Search code examples
prometheusprometheus-alertmanager

How to inhibit alerts outside business hours with prometheus alertmanager?


Our application relies on data sources that are only active during business hours. We have alerts setup in Prometheus to notify us when streams dry up. However, we don't want to get "false" alerts outside business hours.

I followed this post to setup a "fake alert" that triggers outside business hours and is supposed to inhibit all other alerts.

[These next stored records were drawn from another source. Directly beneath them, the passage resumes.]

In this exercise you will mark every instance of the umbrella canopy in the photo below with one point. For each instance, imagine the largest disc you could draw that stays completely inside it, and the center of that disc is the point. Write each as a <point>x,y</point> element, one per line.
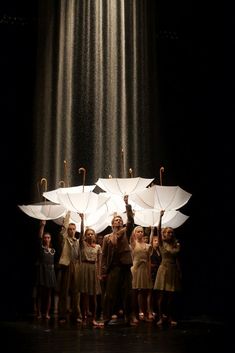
<point>150,217</point>
<point>123,186</point>
<point>97,220</point>
<point>160,197</point>
<point>82,202</point>
<point>115,204</point>
<point>45,210</point>
<point>53,194</point>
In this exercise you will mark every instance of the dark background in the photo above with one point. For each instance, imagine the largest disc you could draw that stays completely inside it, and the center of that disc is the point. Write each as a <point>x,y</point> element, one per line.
<point>193,64</point>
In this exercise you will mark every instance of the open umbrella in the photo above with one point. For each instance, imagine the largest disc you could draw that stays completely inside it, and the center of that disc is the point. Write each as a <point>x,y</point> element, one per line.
<point>45,210</point>
<point>150,217</point>
<point>123,186</point>
<point>79,199</point>
<point>161,197</point>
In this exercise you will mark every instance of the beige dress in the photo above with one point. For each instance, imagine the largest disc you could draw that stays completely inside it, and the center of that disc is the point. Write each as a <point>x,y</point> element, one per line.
<point>141,271</point>
<point>88,281</point>
<point>168,275</point>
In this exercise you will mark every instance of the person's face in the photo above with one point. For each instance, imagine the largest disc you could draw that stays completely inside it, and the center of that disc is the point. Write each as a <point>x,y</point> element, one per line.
<point>139,233</point>
<point>46,239</point>
<point>117,222</point>
<point>90,236</point>
<point>168,234</point>
<point>71,230</point>
<point>155,242</point>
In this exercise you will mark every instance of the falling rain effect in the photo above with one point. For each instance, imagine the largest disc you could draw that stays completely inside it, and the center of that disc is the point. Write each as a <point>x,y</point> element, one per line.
<point>95,106</point>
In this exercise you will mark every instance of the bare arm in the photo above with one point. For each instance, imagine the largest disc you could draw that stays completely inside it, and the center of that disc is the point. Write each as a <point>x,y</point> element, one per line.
<point>130,218</point>
<point>41,228</point>
<point>159,228</point>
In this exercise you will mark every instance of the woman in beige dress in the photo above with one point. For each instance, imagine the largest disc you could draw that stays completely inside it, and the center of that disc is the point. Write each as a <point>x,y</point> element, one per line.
<point>168,278</point>
<point>89,273</point>
<point>141,272</point>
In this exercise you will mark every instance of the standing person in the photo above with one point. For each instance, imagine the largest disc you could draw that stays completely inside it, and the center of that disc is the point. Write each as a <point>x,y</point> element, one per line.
<point>168,279</point>
<point>155,259</point>
<point>116,262</point>
<point>141,273</point>
<point>89,274</point>
<point>45,273</point>
<point>68,274</point>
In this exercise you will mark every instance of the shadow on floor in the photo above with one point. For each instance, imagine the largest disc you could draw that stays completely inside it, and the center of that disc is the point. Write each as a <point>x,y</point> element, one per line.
<point>190,336</point>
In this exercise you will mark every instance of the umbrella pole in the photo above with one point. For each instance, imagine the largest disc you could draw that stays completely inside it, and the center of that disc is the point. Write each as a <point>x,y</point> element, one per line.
<point>123,167</point>
<point>65,173</point>
<point>161,173</point>
<point>84,176</point>
<point>44,181</point>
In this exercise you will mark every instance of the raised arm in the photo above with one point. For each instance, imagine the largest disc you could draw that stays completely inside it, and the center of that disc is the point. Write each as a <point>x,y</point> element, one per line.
<point>130,218</point>
<point>81,238</point>
<point>159,228</point>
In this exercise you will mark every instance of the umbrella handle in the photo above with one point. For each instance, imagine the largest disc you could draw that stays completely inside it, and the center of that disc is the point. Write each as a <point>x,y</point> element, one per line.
<point>84,176</point>
<point>65,174</point>
<point>62,184</point>
<point>123,167</point>
<point>44,181</point>
<point>161,172</point>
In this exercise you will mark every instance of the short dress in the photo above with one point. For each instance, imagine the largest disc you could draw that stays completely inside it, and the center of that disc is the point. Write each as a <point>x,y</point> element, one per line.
<point>141,277</point>
<point>45,270</point>
<point>168,275</point>
<point>88,281</point>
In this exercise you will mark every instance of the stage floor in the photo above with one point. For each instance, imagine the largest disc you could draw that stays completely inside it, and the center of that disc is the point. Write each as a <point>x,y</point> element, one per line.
<point>195,335</point>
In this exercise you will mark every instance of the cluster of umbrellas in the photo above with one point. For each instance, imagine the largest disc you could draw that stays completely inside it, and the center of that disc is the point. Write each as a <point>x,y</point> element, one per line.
<point>147,200</point>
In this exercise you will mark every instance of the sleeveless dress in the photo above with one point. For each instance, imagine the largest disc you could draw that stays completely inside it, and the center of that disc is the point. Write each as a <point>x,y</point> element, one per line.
<point>168,274</point>
<point>141,277</point>
<point>88,281</point>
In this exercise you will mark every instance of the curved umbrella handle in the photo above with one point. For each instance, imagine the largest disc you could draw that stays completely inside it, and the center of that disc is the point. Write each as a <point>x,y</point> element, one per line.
<point>61,184</point>
<point>161,172</point>
<point>84,176</point>
<point>65,174</point>
<point>123,167</point>
<point>44,181</point>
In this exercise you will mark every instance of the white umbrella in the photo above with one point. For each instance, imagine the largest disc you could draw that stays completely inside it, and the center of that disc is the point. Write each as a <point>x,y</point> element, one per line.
<point>150,217</point>
<point>45,210</point>
<point>161,197</point>
<point>53,195</point>
<point>123,186</point>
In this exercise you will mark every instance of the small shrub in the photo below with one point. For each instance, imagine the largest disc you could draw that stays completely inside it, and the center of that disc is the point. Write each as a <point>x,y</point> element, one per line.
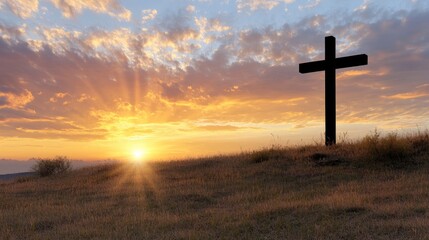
<point>47,167</point>
<point>390,149</point>
<point>264,155</point>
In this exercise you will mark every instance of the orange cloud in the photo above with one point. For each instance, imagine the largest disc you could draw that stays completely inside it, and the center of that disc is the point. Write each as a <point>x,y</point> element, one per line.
<point>406,96</point>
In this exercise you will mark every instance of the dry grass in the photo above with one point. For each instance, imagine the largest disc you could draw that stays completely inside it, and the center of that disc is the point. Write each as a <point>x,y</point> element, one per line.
<point>375,188</point>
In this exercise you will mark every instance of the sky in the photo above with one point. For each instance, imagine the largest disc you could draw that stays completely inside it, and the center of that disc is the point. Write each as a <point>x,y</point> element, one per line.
<point>104,79</point>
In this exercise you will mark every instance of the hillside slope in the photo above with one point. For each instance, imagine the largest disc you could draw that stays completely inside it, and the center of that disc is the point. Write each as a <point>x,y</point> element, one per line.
<point>299,193</point>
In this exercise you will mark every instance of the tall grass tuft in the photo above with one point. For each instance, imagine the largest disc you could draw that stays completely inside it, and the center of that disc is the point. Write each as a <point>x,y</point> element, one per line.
<point>47,167</point>
<point>391,149</point>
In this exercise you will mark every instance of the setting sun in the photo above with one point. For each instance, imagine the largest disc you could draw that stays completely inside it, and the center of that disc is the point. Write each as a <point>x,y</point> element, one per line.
<point>138,155</point>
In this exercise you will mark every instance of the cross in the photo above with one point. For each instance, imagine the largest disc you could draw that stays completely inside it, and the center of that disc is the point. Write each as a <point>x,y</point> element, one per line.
<point>329,65</point>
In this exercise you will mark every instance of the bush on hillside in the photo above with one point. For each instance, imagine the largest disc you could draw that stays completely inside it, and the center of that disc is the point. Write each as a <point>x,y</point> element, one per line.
<point>390,149</point>
<point>47,167</point>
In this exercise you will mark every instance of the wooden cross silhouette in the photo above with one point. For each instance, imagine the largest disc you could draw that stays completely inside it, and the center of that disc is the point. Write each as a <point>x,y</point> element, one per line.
<point>329,65</point>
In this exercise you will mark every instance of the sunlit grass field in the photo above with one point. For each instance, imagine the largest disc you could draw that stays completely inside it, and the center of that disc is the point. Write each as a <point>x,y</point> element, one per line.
<point>373,188</point>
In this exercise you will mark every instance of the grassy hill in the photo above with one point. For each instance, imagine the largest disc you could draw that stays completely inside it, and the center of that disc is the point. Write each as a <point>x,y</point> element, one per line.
<point>374,188</point>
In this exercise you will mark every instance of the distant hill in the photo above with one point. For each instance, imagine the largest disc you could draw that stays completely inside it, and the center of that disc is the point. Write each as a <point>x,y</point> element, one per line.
<point>17,166</point>
<point>377,188</point>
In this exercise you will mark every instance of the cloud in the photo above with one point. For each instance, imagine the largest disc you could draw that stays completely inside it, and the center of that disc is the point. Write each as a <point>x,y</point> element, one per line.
<point>148,15</point>
<point>71,8</point>
<point>190,8</point>
<point>310,4</point>
<point>21,8</point>
<point>254,5</point>
<point>116,81</point>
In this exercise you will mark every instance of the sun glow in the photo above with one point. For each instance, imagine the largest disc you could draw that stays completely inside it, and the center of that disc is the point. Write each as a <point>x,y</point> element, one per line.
<point>138,155</point>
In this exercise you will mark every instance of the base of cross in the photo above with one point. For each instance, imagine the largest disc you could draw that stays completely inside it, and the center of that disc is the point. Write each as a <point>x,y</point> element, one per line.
<point>329,65</point>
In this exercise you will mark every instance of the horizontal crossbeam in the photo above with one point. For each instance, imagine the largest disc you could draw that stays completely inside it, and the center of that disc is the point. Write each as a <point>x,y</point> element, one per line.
<point>342,62</point>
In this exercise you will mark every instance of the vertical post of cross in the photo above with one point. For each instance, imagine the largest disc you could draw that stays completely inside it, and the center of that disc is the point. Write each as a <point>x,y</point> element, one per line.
<point>329,65</point>
<point>330,99</point>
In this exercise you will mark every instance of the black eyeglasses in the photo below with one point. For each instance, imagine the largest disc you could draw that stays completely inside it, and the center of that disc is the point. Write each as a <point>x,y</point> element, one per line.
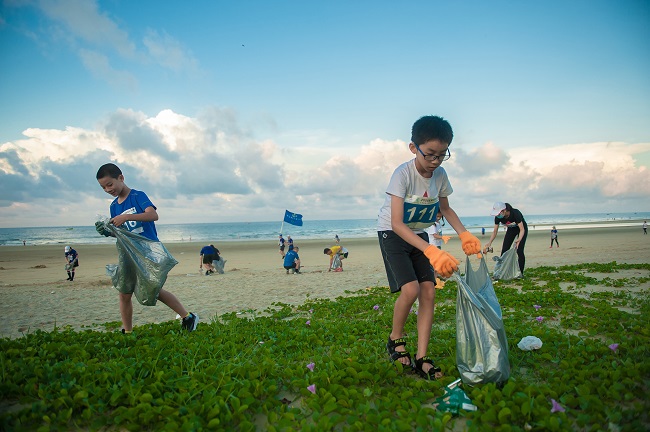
<point>433,158</point>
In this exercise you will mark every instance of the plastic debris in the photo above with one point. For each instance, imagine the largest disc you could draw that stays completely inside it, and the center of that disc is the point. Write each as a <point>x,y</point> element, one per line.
<point>455,399</point>
<point>529,343</point>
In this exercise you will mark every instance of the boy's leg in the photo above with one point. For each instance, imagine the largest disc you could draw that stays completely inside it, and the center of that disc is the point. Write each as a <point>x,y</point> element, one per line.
<point>172,302</point>
<point>126,311</point>
<point>401,310</point>
<point>426,307</point>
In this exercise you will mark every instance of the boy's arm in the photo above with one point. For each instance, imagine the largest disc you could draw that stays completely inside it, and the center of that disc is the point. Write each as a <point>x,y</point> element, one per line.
<point>470,244</point>
<point>150,215</point>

The setup looks like below. In prometheus:

rules:

# This special alert will be used to inhibit all other alerts outside business hours
- alert: QuietHours
  expr: day_of_week() == 6 or day_of_week() == 0 or europe_amsterdam_hour >= 18 or europe_amsterdam_hour <= 7
  for: 1m
  labels:
    notification: page
    severity: critical
  annotations:
    description: 'This alert fires during quiet hours. It should be blackholed by Alertmanager.'

The europe_amsterdam_hour function is defined as a rule and left out of this sample for conciseness.

In alertmanager:

routes:
# ensure to forward to blackhole receiver during quiet hours
- match:
    alertname: QuietHours
  receiver: blackhole

inhibit_rules:
- source_match:
    alertname: QuietHours
  target_match_re:
    alertname: '[^(QuietHours)]'

I verified that the logic for triggering the QuietHours alert is working. It is nicely triggered after business hours and resolves during business hours. However, the inhibition part doesn't seem to work because I still receive other alerts as well when QuietHours is active. I cannot find a good resource with a detailed explanation on the inhibition config.

Any ideas what I am doing wrong?


Solution

  • The issue is with your target re, the syntax is not correct. There is no need to exclude QuietHours as explained in inhibit_rule documentation.

    To prevent an alert from inhibiting itself, an alert that matches both the target and the source side of a rule cannot be inhibited by alerts for which the same is true (including itself).

    The regex should simply match the alerts related to your data sources.

    It is easier to add a label to identify the alerts related to the sources to inhibit and use it rather than using the alertname.

    inhibit_rules:
    - source_match:
        alertname: QuietHours
      target_match:
        component: 'data_source'
    

    That way, any new alert related to the source will be inhibited.